En los doce cuentos de Las cosas que perdimos en el fuego, presentación ante el lector español de Mariana Enriquez (Buenos Aires, 1973) aunque en el mercado latinoamericano ya había publicado varios libros, parecen convocarse los trazos de lo que podríamos llamar literatura de terror. Ese terror, como dice el cliché, parece a veces incardinarse o derivarse de lo cotidiano. Otras veces, uno diría que para muchos personajes el terror se intuye en un primer momento preferible a lo cotidiano, que empieza a surgir en sus vidas como fórmula de escape o corrección frente a lo que una mirada restrictiva está dispuesta a considerar ‘realidad', sólo para acabar topando con otra realidad sórdida e intuida en duermevela que, por supuesto, remite a la primera en un bucle perturbador.
¿Y cuál es esa primera realidad? Por ejemplo, la historia argentina, en particular la que coincide con la peripecia individual y generacional de la autora, que aquí puede ser vista desde la capital o la provincia, la periferia degradada o el desierto, la frontera o el corazón del país. Pero también, la estructura misógina de una sociedad que se traduce en microinstituciones tocadas por lo enfermizo, como el barrio, la familia, la pareja (una colección de hombres grises o agresivos, cuando no ambas cosas, recorren estas páginas; todos son reconocibles y verosímiles, sin sombra de maniqueísmo). O la clase social, que de hecho queda registrada como otra frontera interior, peligrosa si se franquea, pero imposible de omitir sin caer en el cinismo. Como se ve, hablar de literatura de terror era sólo empezar a explicarse.

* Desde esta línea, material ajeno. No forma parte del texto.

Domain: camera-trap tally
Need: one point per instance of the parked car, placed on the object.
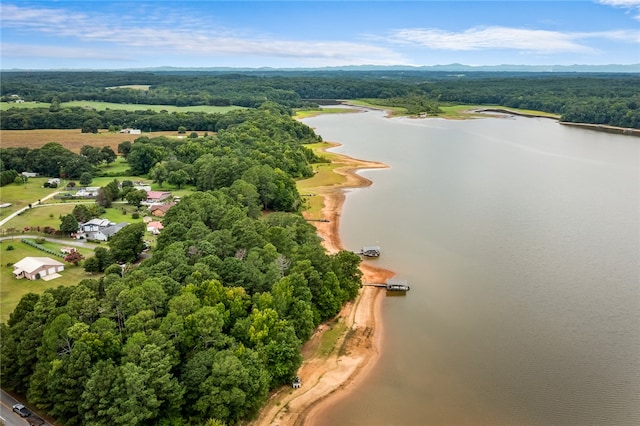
(35, 421)
(21, 410)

En Las cosas que perdimos en el fuego, aparecen elementos tan propios del género como la casa encantada, los aparecidos (¿o desaparecidos?) en carreteras, los niños malditos, una procesión siniestra que podría firmar Poe (pero que también, para que imaginen la ductilidad de la propuesta, podría filmar el Rob Zombie de The Lords of Salem), el espectro de un psicópata… La idea de una ola de mujeres que se prenden fuego voluntariamente para retar al patriarcado es desoladora y de una crueldad finísima.

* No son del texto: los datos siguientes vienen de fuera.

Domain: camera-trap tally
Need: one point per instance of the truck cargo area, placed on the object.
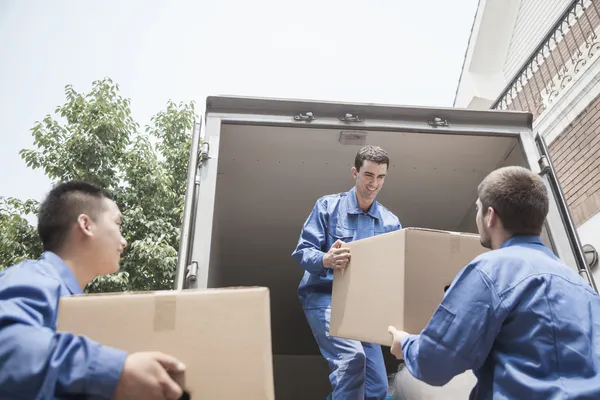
(268, 180)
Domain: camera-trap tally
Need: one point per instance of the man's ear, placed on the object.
(84, 225)
(492, 218)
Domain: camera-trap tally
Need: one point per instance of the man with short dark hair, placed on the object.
(357, 369)
(525, 323)
(79, 226)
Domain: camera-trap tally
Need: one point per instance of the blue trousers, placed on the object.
(357, 368)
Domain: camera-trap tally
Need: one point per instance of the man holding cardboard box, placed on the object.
(357, 369)
(526, 324)
(79, 226)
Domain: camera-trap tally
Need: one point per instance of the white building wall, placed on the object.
(534, 20)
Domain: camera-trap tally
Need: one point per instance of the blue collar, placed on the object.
(65, 273)
(354, 208)
(521, 239)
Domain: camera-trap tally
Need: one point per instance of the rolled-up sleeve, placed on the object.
(460, 333)
(310, 249)
(38, 362)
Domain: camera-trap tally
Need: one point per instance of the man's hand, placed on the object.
(337, 257)
(398, 337)
(146, 376)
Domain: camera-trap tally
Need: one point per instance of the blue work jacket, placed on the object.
(525, 323)
(336, 216)
(36, 362)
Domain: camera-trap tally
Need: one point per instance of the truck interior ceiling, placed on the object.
(269, 178)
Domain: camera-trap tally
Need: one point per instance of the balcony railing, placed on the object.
(564, 53)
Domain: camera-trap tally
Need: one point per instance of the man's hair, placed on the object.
(61, 208)
(371, 153)
(518, 196)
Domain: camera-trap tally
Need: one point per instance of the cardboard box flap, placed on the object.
(398, 279)
(222, 335)
(467, 234)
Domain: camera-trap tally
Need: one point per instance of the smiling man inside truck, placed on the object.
(357, 369)
(525, 323)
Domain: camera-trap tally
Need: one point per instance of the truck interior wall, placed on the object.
(268, 181)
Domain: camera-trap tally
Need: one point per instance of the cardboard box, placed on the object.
(398, 279)
(222, 335)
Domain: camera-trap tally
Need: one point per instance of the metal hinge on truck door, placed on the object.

Pero tanto horror, además de fascinar como está obligado a hacerlo toda propuesta sólida y atractiva que tenga cabida en el género, se acaba revelando hecho de densidad política y analítica. En las tres citas siguientes caben la visión que Enriquez ofrece de su generación, “nosotras odiábamos a la gente inocente”; de la patria, “todos caminamos sobre huesos, es cuestión de hacer agujeros profundos y alcanzar a los muertos tapados”; y de las relaciones humanas en la época del aislamiento digital, “la gente triste no tiene piedad”. Y así, su libro se lee de una sentada, y de paso confirma que con Selva Almada, Samanta Schweblin, Ariana Harwicz o Macky Chuca, todas nacidas en los setenta, Mariana Enriquez representa a una generación que sabe afrontar lo enfermizo y pesadillesco para explicarse esa realidad insalvable.